Greiner will be a stronger opponent for Schmitz than the three Republicans who had previously declared for the seat (Richard Marlar, Randy Besick and Dan Cesar). However, I would not assume that local Republicans will be united behind her this fall. Greiner is linked to business elites who have battled with activists on the religious right for control over the direction of the Iowa GOP.

Join me after the jump for more background on Greiner and why I suspect some social conservatives will fight her candidacy.

Greiner retired from the Iowa House in 2008. Her wikipedia page (updated less than 24 hours after she announced her plans to run against Schmitz) claims,

Greiner had previously passed on a run [in Senate district 45 in 2010], choosing retirement instead, but because of the lack of a candidate she believed could win, Greiner reconsidered.

On March 7, Greiner disputed that account:

I don't know WHO entered that drivil [sic] on Wikipedia. I certainly didn't. Most likely it was someone attempting to create hard feelings in the Primary. Anyone who was at the County Conventions in Washington, Jefferson, Wapello or Van Burean [sic] Counties yesterday can attest that I repeatedly spoke about the respect I hold for my Primary opponents.

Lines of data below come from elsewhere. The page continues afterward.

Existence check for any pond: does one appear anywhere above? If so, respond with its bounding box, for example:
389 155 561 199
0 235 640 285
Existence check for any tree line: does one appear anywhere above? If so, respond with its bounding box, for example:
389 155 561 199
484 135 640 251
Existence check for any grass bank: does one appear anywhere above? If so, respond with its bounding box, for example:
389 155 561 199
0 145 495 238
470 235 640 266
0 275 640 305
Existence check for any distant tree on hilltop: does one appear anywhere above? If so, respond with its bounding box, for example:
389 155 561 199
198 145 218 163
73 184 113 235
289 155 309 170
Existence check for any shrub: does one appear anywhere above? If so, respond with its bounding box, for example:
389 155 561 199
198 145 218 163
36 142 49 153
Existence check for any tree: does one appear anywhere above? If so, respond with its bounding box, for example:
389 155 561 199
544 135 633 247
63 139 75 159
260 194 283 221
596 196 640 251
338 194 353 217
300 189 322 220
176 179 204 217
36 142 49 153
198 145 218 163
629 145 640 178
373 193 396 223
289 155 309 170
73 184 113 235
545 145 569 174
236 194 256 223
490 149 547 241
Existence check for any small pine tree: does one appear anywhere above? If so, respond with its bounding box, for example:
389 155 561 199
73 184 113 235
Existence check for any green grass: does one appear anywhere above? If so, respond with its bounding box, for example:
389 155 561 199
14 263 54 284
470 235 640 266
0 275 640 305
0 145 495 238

In the same thread at The Iowa Republican, commenter IM4Klein asserted that Greiner was approached about running in Senate district 45 last summer (which makes sense, since Robinson was touting her as a strong challenger for Schmitz in May 2009). I assume that is the same IM4Klein who wrote last summer at Bleeding Heartland that he had been recruiting Stephen Burgmeier to run against Schmitz but had an even better Republican candidate in mind.

If I were a Republican, I'd also want to draft Greiner for this race. She is an experienced candidate and legislator who represented part of the district for more than a decade. In her last re-election before retirement, she won 55 percent of the vote despite the prevailing winds favoring Democrats in 2006. In contrast, none of the previously declared Republican candidates against Schmitz (Marlar, Besick and Cesar) have ever won an election to my knowledge. Greiner will raise a lot of money and should have no trouble winning the Republican primary.

That said, Greiner's candidacy has a downside: it could aggravate the tensions between so-called country club Republicans and the religious right wing of the party.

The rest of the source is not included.